19 May 2015 / Python

Kaggle Otto Group Product Classification Challenge

Just finished Otto competition on Kaggle in which took a part 3514 teams. Participiants had to classify products to one from nine categories based on data provided by e-commerce company and had 2 months to build their best solutions.

I can say proudly that I've deafeated more than 3400 teams and finally finished competition on 66th position. It's great but still there is a lot of things to learn.

I would like to shortly present prepared solution. It is not a surprise that my best result was produced by ensemble. So let's start from describing bricks used to prepare our construction.

Base models

XGBoost

It was the first time when I used xgboost. I'd heard about it before this competition but I've never tried earlier. I've started with version for R but later I've switched to Python to be able to easier integrate all models. It was also the strongest model in my ensemble.
To tune it I used well known rule of thumb - fit all parameters with small number of trees and higher learning rate and then increase number of trees and decrease learning rate.
So finally 4800 trees were incorporated.

Results below (as well as for rest of models) contains the best scores for the model from the particular kind of algorithm family.

Public LB: 0.43184
Private LB: 0.43290

Random Forest

I've found that using 600 trees is enough and allows you achive result with an error around 0.51. But the key part was calibration which allowed to decrease the error up to 0.45. One more thing here which helped to improve results was using stratified cross-validation during calibration instead default CV where data are splitted randomly without preservation class proportions.

Public LB: 0.44969
Private LB: 0.45272

Neural Networks

Few different architectures. Some supported by TDIDF, PCA or another features transformation and in some cases by bagging. But all of them used ReLU units and dropout for regularization.
To prepare all these models I used Lasagne. To speed-up tuning hyper-parameters I've implemented early stopping (I think I removed code for it from sklearn-style implementation which I used as a official and tuned solution).

Public LB: 0.44662
Private LB: 0.44844

SVM

Slow. Very slow. And it was inviable in terms of invested time and computing power to obtained improvement.

Public LB: 0.50267
Private LB: 0.50186

Other

During this competition I've also written Python wrapper for RGF (Regularized Greedy Forest) which alone was strong (approx. 0.46 loss) but it hasn't brought anything new into ensemble.
I've also tried with linear models but the best one couldn't break 0.53 error.

Tuning

For most of the algorithms I used hyperopt to tune them automatically. I've found that manual optimization works well and it's much faster then using software for it but sometimes I have to sleep or be at work. Hyperopt doesn't have to.
However I think it will be nice to explore next time different tools for optimization.
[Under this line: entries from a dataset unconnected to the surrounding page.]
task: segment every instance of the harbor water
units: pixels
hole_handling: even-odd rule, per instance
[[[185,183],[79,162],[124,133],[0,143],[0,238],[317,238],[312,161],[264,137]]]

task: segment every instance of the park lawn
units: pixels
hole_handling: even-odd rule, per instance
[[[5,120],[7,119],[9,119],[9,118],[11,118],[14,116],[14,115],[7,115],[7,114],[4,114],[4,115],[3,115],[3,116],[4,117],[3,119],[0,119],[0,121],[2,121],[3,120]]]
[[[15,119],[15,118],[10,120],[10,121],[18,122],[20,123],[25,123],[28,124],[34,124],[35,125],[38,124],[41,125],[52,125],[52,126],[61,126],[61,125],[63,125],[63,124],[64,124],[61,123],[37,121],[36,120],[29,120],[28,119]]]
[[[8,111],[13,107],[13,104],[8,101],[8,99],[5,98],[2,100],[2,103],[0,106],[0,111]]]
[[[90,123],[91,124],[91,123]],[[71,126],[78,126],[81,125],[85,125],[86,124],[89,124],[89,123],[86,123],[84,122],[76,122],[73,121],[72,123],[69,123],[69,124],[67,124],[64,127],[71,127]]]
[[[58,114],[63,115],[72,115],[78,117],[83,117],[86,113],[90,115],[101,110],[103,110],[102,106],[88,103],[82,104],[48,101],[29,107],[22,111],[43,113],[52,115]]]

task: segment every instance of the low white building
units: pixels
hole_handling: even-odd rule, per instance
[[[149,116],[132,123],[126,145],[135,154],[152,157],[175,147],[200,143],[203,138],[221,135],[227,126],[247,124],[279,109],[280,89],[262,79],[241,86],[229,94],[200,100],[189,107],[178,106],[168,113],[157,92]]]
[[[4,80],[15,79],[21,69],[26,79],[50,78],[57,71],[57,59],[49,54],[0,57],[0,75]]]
Weights in ensemble per algorithms family

Ensembling

I used weighted average to combine predictions from 8 chosen models. To find right proportion I used 5-fold cross-validation to generate predictions for train set and then cobyla optimizator from SciPy as a meta-learner.

Code

Whole code to reproduce my solution you can find in GitHub repository.

Potential improvements

During the competition I've tried with more sophisticated meta-learners as well as looking for weights separately for each class for each model. It returned me worse results than simple approach described earlier. However Optimistically Convergent team reported that they used neural network with success as a meta-model. For sure it'd something really worth to try.